Use built-in functions efficiently
Prefer built-in functions over UDFs
Built-in functions are continuously optimized with better serialization, deserialization, and byte-level operations. Replace user-defined functions (UDFs) with built-in equivalents whenever possible.
Use single-character delimiters in KEYVALUE
The KEYVALUE(content, keyValueSplit, keySplit, keyName) function performs about 30% faster when keyValueSplit and keySplit are single characters such as : or ,. With single-character delimiters, the engine searches for the target key directly in binary data without parsing the entire input.
LIKE operator patterns
| Pattern | Matches | Example |
|---|---|---|
LIKE 'xxx%' | Starts with xxx | LIKE 'order%' |
LIKE '%xxx' | Ends with xxx | LIKE '%_id' |
LIKE '%xxx%' | Contains xxx | LIKE '%error%' |
LIKE 'xxx' | Exact match (equivalent to = 'xxx') | LIKE 'active' |
Escape underscores: The underscore (_) is a single-character wildcard in SQL. To match a literal underscore, use an escape character:
LIKE '%seller/_id%' ESCAPE '/'Without escaping, LIKE '%seller_id%' also matches seller#id, sellerxid, seller1id, and other unintended strings.
Avoid regular expressions
Regular expressions can be 100x slower than arithmetic operations and may enter infinite loops in edge cases, blocking deployments. Use LIKE instead when possible.

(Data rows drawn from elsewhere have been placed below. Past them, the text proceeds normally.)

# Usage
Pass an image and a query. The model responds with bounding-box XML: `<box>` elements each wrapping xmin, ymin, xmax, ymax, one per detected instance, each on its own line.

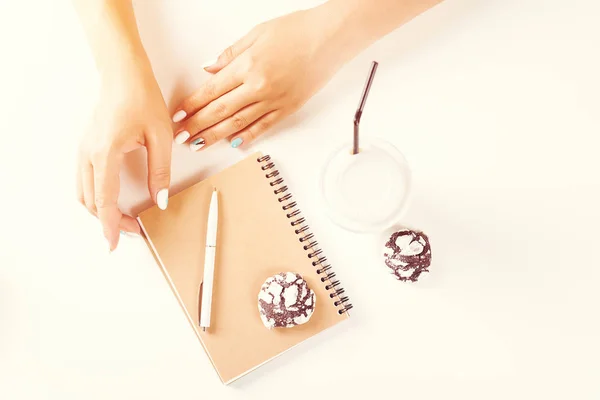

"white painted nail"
<box><xmin>156</xmin><ymin>189</ymin><xmax>169</xmax><ymax>210</ymax></box>
<box><xmin>200</xmin><ymin>58</ymin><xmax>218</xmax><ymax>69</ymax></box>
<box><xmin>120</xmin><ymin>231</ymin><xmax>138</xmax><ymax>237</ymax></box>
<box><xmin>173</xmin><ymin>110</ymin><xmax>187</xmax><ymax>122</ymax></box>
<box><xmin>175</xmin><ymin>131</ymin><xmax>190</xmax><ymax>144</ymax></box>
<box><xmin>190</xmin><ymin>138</ymin><xmax>206</xmax><ymax>151</ymax></box>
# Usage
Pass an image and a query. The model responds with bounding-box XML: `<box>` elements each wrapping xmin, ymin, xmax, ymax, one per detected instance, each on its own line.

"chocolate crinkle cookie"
<box><xmin>258</xmin><ymin>272</ymin><xmax>316</xmax><ymax>329</ymax></box>
<box><xmin>383</xmin><ymin>229</ymin><xmax>431</xmax><ymax>282</ymax></box>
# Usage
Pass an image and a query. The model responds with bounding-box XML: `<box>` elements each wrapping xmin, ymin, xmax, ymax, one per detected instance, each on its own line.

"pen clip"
<box><xmin>198</xmin><ymin>282</ymin><xmax>204</xmax><ymax>326</ymax></box>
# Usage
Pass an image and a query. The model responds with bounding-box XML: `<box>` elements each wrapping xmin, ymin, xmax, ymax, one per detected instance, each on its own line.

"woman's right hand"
<box><xmin>77</xmin><ymin>59</ymin><xmax>173</xmax><ymax>251</ymax></box>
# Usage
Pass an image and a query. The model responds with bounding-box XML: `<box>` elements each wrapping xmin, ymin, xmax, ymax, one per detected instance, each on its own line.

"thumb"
<box><xmin>204</xmin><ymin>29</ymin><xmax>258</xmax><ymax>74</ymax></box>
<box><xmin>146</xmin><ymin>130</ymin><xmax>172</xmax><ymax>210</ymax></box>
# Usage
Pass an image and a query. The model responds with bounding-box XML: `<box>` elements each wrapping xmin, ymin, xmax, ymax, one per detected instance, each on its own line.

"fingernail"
<box><xmin>173</xmin><ymin>110</ymin><xmax>187</xmax><ymax>122</ymax></box>
<box><xmin>231</xmin><ymin>138</ymin><xmax>244</xmax><ymax>149</ymax></box>
<box><xmin>156</xmin><ymin>189</ymin><xmax>169</xmax><ymax>210</ymax></box>
<box><xmin>175</xmin><ymin>131</ymin><xmax>190</xmax><ymax>144</ymax></box>
<box><xmin>201</xmin><ymin>58</ymin><xmax>217</xmax><ymax>69</ymax></box>
<box><xmin>190</xmin><ymin>138</ymin><xmax>206</xmax><ymax>151</ymax></box>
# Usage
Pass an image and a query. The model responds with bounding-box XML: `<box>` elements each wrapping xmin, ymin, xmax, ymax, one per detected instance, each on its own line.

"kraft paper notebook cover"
<box><xmin>138</xmin><ymin>153</ymin><xmax>352</xmax><ymax>383</ymax></box>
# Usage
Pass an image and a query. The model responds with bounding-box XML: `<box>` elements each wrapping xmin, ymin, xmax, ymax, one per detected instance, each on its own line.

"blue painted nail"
<box><xmin>231</xmin><ymin>138</ymin><xmax>244</xmax><ymax>149</ymax></box>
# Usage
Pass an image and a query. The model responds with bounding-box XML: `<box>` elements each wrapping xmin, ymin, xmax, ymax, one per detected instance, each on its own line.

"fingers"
<box><xmin>173</xmin><ymin>71</ymin><xmax>242</xmax><ymax>122</ymax></box>
<box><xmin>77</xmin><ymin>162</ymin><xmax>140</xmax><ymax>235</ymax></box>
<box><xmin>190</xmin><ymin>102</ymin><xmax>271</xmax><ymax>151</ymax></box>
<box><xmin>204</xmin><ymin>29</ymin><xmax>258</xmax><ymax>74</ymax></box>
<box><xmin>88</xmin><ymin>150</ymin><xmax>122</xmax><ymax>251</ymax></box>
<box><xmin>80</xmin><ymin>162</ymin><xmax>97</xmax><ymax>216</ymax></box>
<box><xmin>175</xmin><ymin>85</ymin><xmax>260</xmax><ymax>143</ymax></box>
<box><xmin>229</xmin><ymin>110</ymin><xmax>283</xmax><ymax>148</ymax></box>
<box><xmin>146</xmin><ymin>130</ymin><xmax>172</xmax><ymax>210</ymax></box>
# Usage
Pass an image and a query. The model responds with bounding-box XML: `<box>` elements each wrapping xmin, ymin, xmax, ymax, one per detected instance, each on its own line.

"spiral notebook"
<box><xmin>138</xmin><ymin>153</ymin><xmax>352</xmax><ymax>384</ymax></box>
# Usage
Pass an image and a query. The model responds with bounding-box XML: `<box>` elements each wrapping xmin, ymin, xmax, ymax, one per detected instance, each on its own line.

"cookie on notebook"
<box><xmin>258</xmin><ymin>272</ymin><xmax>316</xmax><ymax>329</ymax></box>
<box><xmin>383</xmin><ymin>229</ymin><xmax>431</xmax><ymax>282</ymax></box>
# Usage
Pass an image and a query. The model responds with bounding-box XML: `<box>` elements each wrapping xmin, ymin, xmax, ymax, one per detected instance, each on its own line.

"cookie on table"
<box><xmin>383</xmin><ymin>229</ymin><xmax>431</xmax><ymax>282</ymax></box>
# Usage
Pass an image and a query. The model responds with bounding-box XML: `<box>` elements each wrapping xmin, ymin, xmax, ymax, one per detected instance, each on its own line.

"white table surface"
<box><xmin>0</xmin><ymin>0</ymin><xmax>600</xmax><ymax>400</ymax></box>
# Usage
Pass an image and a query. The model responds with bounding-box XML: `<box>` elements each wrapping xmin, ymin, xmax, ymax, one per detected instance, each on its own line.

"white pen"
<box><xmin>200</xmin><ymin>189</ymin><xmax>219</xmax><ymax>332</ymax></box>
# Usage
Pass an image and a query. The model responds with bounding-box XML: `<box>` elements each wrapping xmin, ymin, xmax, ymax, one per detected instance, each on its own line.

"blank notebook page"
<box><xmin>138</xmin><ymin>153</ymin><xmax>350</xmax><ymax>383</ymax></box>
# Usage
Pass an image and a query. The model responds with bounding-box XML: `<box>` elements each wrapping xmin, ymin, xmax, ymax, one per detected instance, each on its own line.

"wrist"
<box><xmin>315</xmin><ymin>0</ymin><xmax>373</xmax><ymax>64</ymax></box>
<box><xmin>96</xmin><ymin>43</ymin><xmax>152</xmax><ymax>82</ymax></box>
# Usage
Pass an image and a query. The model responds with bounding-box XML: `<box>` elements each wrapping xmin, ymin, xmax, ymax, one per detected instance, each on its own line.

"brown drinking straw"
<box><xmin>352</xmin><ymin>61</ymin><xmax>379</xmax><ymax>155</ymax></box>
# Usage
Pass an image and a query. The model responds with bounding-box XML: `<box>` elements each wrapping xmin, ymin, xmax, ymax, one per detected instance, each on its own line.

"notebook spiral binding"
<box><xmin>256</xmin><ymin>155</ymin><xmax>352</xmax><ymax>314</ymax></box>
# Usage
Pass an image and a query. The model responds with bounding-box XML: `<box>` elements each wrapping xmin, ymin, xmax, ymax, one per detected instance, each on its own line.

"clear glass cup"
<box><xmin>320</xmin><ymin>138</ymin><xmax>411</xmax><ymax>233</ymax></box>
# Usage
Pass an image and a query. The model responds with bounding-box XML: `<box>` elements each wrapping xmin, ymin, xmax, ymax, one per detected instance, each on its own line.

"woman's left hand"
<box><xmin>173</xmin><ymin>3</ymin><xmax>353</xmax><ymax>151</ymax></box>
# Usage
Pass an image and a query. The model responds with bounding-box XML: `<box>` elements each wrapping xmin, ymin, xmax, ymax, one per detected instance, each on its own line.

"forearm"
<box><xmin>323</xmin><ymin>0</ymin><xmax>443</xmax><ymax>61</ymax></box>
<box><xmin>72</xmin><ymin>0</ymin><xmax>148</xmax><ymax>75</ymax></box>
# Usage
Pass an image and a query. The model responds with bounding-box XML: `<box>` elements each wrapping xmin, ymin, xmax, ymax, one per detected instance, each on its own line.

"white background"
<box><xmin>0</xmin><ymin>0</ymin><xmax>600</xmax><ymax>400</ymax></box>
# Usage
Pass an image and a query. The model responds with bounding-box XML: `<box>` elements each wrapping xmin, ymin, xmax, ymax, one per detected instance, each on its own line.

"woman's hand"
<box><xmin>173</xmin><ymin>6</ymin><xmax>350</xmax><ymax>151</ymax></box>
<box><xmin>77</xmin><ymin>60</ymin><xmax>173</xmax><ymax>251</ymax></box>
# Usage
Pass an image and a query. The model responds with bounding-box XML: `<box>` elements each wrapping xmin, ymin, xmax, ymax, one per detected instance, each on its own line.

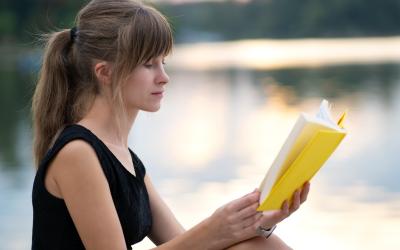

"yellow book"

For cases that require regular expressions, see REGEXP and REGEXP_REPLACE.
SQL hints
SQL hints let you influence the optimizer's execution plan, attach metadata or statistics, and configure Dynamic Table Options on a per-table basis. For more information about SQL hints, see SQL hints.
Syntax
The syntax follows Apache Calcite SQL:
SELECT /*+ hint [, hint ] */ ...
-- Where:
-- hint: hintName(hintOption [, hintOption]*)
-- hintOption: simpleIdentifier | numericLiteral | stringLiteralJoin hints
Query hints are a type of SQL hints that modify the execution plan within the current query block. Flink query hints currently support only join hints for both dimension table joins and regular joins.